Experimental vs control interventions in cancer therapy: Which is better?-The Children's Oncology Group Experience.
Kumar A., Soares HP., Wells RJ., Khayat A., Clarke M., Hills RK., Bleyer A., Reaman G., Djulbegovic B.
6016 Background: The outcomes in childhood cancers have dramatically improved since 1950. However, it is unclear to what extent this improvement has been a result of continuous progress with experimental treatments, or a consequence of variable successes and failures of the new treatments according to the equipoise hypothesis (Cur Oncol Rep 2001;3:389). METHODS: To accurately describe the outcomes of innovations, tested in randomized controlled trials (RCTs), three factors are paramount: publication rate, quality of trials and the choice of control intervention. We reviewed all completed phase III RCTs conducted by the Children's Oncology Group (1972 to 2000). Published and unpublished data were used. Seventy three (104 comparisons) RCTs were identified. The success rate of experimental vs. standard treatment was evaluated both semi-quantitatively (on a scale 1-6 describing the authors' conclusions about treatment success) and quantitatively using a standard meta-analytic technique. RESULTS: Overall, the trials were of high methodological quality. Publication rate was 97% (72/74; 4 abstracts, 68 papers). Innovative treatment was favored in 45% of trials, with a hazard ratio (HR) of 0.91 (95% CI 0.86, 0.96) for event-free survival (p=0.0001), and a HR 0.96 (95% CI 0.89, 1.05) for overall survival (p=0.3).
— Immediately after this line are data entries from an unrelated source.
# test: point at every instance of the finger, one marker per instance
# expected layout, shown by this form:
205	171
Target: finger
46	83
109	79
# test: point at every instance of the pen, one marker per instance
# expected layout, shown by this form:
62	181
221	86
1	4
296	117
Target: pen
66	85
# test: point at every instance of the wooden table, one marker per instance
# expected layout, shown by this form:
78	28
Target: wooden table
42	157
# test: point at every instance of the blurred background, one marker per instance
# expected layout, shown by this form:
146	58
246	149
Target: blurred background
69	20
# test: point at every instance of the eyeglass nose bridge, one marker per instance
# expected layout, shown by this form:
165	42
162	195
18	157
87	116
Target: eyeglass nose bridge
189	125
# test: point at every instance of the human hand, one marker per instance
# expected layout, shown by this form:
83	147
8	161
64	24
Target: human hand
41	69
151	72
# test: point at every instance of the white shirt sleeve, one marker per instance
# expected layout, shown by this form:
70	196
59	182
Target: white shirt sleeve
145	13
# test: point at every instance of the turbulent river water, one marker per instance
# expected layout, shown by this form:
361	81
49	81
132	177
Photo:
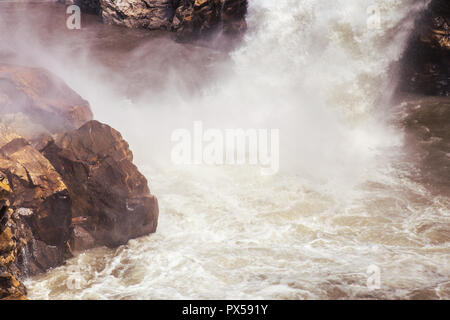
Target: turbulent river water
344	202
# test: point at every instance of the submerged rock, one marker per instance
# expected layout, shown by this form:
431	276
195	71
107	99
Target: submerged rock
67	183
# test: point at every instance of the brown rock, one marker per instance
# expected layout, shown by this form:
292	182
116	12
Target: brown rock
149	14
106	188
426	62
195	18
42	98
11	288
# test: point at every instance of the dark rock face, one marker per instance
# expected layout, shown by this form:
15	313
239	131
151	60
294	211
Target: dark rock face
149	14
111	199
201	17
426	63
427	128
42	98
190	19
67	183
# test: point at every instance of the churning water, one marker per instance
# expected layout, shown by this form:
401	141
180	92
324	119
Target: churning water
343	200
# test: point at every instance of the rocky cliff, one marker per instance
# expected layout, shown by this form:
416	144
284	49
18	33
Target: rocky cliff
190	19
67	182
426	63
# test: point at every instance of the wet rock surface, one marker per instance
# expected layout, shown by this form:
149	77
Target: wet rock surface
427	126
426	63
110	197
67	183
189	19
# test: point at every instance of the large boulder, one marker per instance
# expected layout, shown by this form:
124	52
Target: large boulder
149	14
42	97
190	19
37	206
194	18
111	199
426	62
67	183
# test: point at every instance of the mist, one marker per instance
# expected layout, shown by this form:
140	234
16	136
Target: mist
315	72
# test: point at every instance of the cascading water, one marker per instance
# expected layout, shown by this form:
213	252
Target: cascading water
342	201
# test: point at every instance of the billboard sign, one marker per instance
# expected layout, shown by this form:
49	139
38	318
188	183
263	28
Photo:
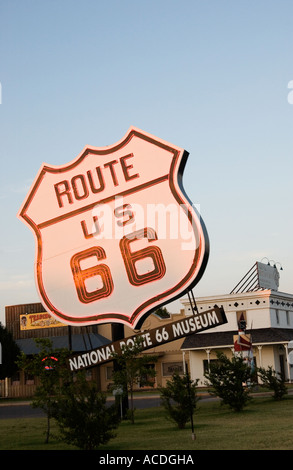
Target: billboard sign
150	338
36	321
116	235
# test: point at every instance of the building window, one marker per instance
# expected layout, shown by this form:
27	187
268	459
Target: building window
169	368
206	364
15	379
109	372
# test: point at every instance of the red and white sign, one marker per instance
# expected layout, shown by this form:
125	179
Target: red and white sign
116	235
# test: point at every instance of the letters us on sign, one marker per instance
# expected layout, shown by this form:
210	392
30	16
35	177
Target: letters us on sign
116	236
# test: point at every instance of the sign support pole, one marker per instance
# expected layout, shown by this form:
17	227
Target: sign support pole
118	334
190	402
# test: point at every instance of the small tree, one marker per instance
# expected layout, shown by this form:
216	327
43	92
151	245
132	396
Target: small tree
132	369
82	416
179	398
270	379
48	366
228	379
8	354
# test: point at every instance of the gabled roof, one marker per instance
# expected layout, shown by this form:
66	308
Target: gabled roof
225	338
79	343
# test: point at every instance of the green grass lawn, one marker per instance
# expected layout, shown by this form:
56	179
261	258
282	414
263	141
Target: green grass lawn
263	425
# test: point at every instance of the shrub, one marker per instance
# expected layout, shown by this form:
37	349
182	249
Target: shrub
228	379
276	384
179	398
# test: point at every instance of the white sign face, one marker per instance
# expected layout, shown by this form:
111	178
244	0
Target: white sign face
268	276
116	235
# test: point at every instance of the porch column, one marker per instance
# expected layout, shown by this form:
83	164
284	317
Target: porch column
208	355
288	363
259	354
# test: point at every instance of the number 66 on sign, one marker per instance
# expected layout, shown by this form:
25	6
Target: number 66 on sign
116	236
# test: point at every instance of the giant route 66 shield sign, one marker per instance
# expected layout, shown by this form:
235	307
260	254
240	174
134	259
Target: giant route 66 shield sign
116	236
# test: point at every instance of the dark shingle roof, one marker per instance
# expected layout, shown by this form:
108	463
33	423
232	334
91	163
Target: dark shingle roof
225	338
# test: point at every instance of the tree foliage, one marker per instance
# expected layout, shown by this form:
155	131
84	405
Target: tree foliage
228	378
49	366
82	416
179	398
270	379
133	368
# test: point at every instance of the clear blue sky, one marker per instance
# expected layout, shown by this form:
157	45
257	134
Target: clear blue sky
207	75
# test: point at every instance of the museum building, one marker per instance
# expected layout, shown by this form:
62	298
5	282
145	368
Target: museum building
27	322
268	320
267	316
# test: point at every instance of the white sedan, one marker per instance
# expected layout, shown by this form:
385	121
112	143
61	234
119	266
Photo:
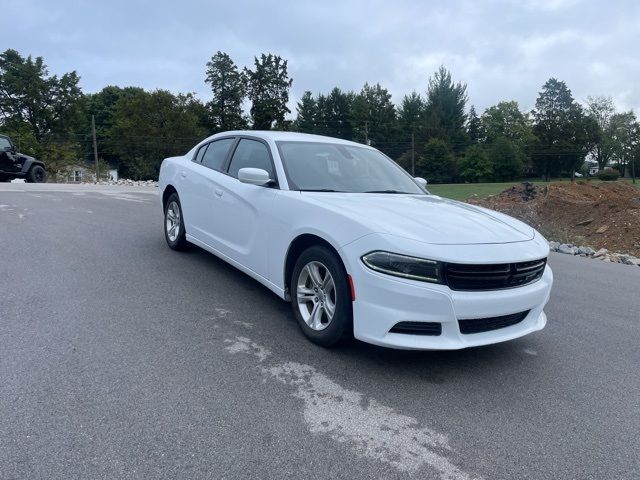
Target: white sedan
356	244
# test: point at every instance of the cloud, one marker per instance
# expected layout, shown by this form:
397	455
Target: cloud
503	49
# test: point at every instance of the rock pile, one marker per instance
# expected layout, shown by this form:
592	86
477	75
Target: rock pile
130	183
602	254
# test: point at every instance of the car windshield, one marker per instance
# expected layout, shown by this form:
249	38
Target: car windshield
329	167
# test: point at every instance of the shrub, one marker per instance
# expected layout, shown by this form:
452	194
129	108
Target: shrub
608	175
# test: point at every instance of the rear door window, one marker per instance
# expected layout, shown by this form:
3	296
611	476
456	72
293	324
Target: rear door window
216	153
251	153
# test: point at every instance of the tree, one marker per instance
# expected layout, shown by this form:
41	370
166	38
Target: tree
268	87
555	116
50	105
374	118
43	112
334	114
506	159
475	165
150	126
624	139
473	126
229	87
445	117
601	109
410	115
307	111
436	163
505	120
102	106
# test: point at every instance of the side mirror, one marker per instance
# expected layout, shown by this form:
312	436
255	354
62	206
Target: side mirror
421	181
254	176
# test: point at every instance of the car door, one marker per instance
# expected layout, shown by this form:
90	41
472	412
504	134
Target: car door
199	187
6	156
244	209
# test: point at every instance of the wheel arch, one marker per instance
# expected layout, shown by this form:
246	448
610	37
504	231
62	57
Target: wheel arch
168	191
31	162
298	245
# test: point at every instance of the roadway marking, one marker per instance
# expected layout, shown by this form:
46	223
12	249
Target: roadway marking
370	429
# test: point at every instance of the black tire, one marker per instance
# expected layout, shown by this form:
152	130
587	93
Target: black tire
36	174
179	241
341	324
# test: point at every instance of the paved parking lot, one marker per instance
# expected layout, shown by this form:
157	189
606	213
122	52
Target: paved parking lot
120	358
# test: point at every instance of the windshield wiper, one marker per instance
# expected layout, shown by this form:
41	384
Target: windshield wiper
386	191
320	190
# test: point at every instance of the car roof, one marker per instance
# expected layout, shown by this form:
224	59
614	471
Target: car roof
279	136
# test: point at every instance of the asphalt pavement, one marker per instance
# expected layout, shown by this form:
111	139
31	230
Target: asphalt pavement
120	358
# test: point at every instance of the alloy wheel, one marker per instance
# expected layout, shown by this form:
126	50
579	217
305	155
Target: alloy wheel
316	295
172	223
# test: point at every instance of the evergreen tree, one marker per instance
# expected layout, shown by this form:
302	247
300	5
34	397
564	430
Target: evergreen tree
445	117
410	115
374	118
473	126
336	114
553	116
306	114
602	109
268	87
228	86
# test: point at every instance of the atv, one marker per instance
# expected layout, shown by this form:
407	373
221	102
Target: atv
17	165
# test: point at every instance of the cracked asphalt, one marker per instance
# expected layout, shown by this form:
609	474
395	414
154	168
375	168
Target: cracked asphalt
120	358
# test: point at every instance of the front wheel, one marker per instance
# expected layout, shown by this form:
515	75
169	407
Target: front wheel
174	232
320	296
36	174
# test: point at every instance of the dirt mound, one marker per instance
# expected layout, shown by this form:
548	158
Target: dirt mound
603	215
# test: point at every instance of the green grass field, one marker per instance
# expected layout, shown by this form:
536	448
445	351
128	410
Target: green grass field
462	191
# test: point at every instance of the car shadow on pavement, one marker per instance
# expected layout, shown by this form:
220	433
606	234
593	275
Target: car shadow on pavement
280	333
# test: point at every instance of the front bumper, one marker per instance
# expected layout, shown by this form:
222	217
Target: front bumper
382	301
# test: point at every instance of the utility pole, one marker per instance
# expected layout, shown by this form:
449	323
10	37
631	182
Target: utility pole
413	154
95	147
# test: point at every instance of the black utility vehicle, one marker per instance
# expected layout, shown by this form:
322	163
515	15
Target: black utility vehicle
16	165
There was no difference in results when restricting analyses to primary outcome measures or according to the type of treatment, disease or comparator. CONCLUSIONS: There is no predictable pattern of innovative successes in pediatric oncology. Even in situations where in retrospect, tremendous improvements in therapeutic outcomes occur, there is no evidence that the outcomes of RCTs, in aggregate, consistently and predictably favor experimental over control interventions, in spite of the trialists' hopes that the new interventions are better. Nevertheless, individual experimental treatments can be more or less successful. However, identifying which experimental treatment is a success is only known after a RCT is conducted. Improvement in clinical outcomes can only come from continuing empirical testing of new treatments in RCTs. [Table: see text].